The chart also includes a thermal comfort range established using the PMV (predicted mean vote) model, which accounts for varying clothing conditions across different seasons and assumes a default standing posture. The thermal comfort range indicates that while summer thermal comfort remains relatively low with the application of the Trombe wall, comfort is higher in spring, autumn, and transitional seasons. Notably, May and September show the highest proportions of thermal comfort, accounting for 47% and 45% of the comfort range, respectively. These months are considered the most comfortable periods throughout the year following the application of the Trombe wall. Additionally, the ventilation performance in May and September is also relatively good.

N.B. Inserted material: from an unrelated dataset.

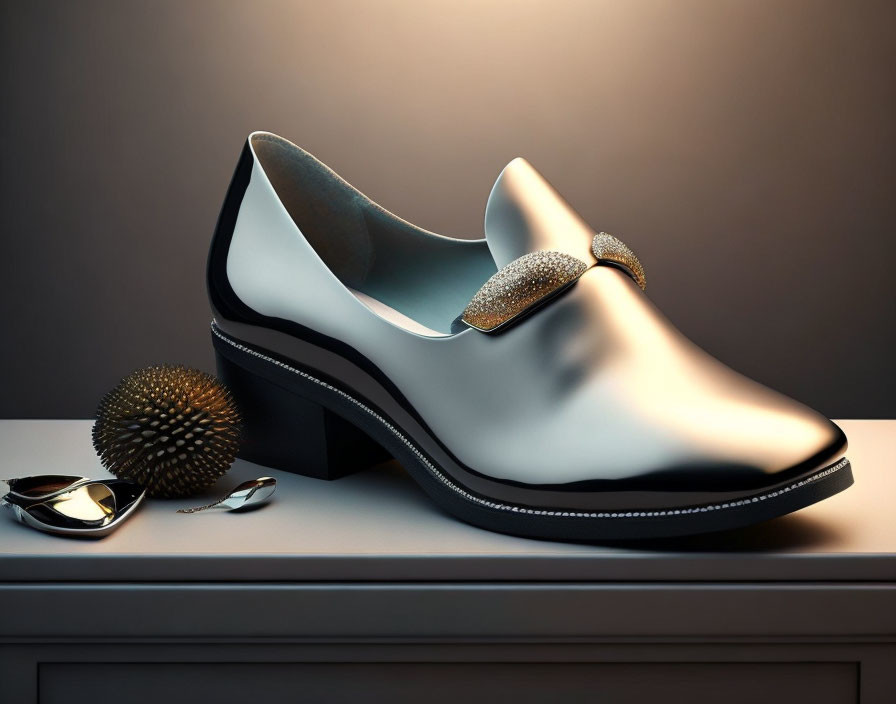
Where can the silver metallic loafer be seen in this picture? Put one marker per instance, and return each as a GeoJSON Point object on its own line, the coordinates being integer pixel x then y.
{"type": "Point", "coordinates": [524, 380]}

Figure 19 presents wind speed statistics and overlay charts for these months, indicating minor fluctuations in wind speed at points A1, A2, A3, B1, B2, and B3. This suggests a relatively stable convective effect at the inlet of the Trombe wall, with strong guiding performance. However, the central part of the building shows greater variability in wind speeds due to the diminishing influence of the Trombe wall, with impact varying at various points. The central area experiences higher wind speeds, while the sides have lower speeds, but the trend remains fairly consistent in May and September. Notably, air zone points A7 and B7 still register considerable wind speeds in these months, demonstrating the exemplary performance of the Trombe wall in transitional seasons.
Based on the aforementioned analysis, it becomes evident that the Trombe wall exhibits commendable ventilation performance during transitional seasons and effectively adjusts the indoor thermal comfort environment, making it an outstanding passive ventilation approach.

5. Conclusions

To delve deeper into the impact of the Trombe wall on indoor ventilation effectiveness, this study employed the k-ε model for CFD simulations and complemented it with empirical measurements. A physical theoretical model was constructed based on the existing architectural conditions. Subsequently, numerical simulations of the wind environment across different seasons were conducted to explore the ventilation performance of the Trombe wall within the climate zone. Field measurements for certain months were also carried out to establish a data foundation. Wind speed data were incorporated into psychrometric charts and thermal comfort models for fitting and drafting, resulting in refined psychrometric charts. The comparison between simulation results and empirical data reveals that due to the variability of wind speeds and climatic conditions, some discrepancies exist, but overall, there is a good correlation. These results effectively reflect the characteristics of the indoor wind environment following the application of the Trombe wall. In summary, the study primarily concludes the following:
(1)
With an in-depth exploration of the Trombe wall’s ventilation performance across various seasons, it is concluded that the Trombe wall performs well in spring, autumn, and transitional seasons, achieving an average wind speed increase of 0.2 m/s to 0.8 m/s in the central part of the building and 0.9 m/s to 3.6 m/s at the inlet of the Trombe wall. However, its performance in summer is suboptimal, with extensive areas of still air inside the building, failing to effectively improve the indoor wind environment. Therefore, the Trombe wall in hot-summer and cold-winter regions should be utilized during spring, autumn, and transitional seasons.
(2)
Due to the thermal storage properties of the Trombe wall, its ventilation effectiveness is relatively weaker in the morning hours, exhibiting a steady increase from 9 a.m. to 12 p.m. The wall temperature peaks at noon, resulting in a significant improvement in ventilation effectiveness, which remains high until 3 p.m. Observing the Trombe wall’s daytime operation, the wall temperature maintains a high level from noon until evening, thereby ensuring effective ventilation and pronounced thermal convection.
(3)
Incorporating wind speed data into psychrometric charts and thermal comfort models reveal that May and September experience a higher proportion of indoor thermal comfort, accounting for 47% and 45%, respectively, which further indicates that following the application of the Trombe wall, there is a significant improvement in indoor thermal comfort during transitional seasons while maintaining the stability of the indoor wind environment.

Author Contributions

Z.S.: Conceptualization, Software, Validation, Formal analysis, Writing—original draft preparation, and Writing—review and editing. G.Z. and J.L.: Conceptualization, Software, Validation, Writing—original draft preparation, and Writing—review and editing; Z.C., X.L.: methodology, validation, supervision. G.Z. and C.Y.: formal analysis and visualization. All authors have read and agreed to the published version of the manuscript.

Funding

This research received no external funding.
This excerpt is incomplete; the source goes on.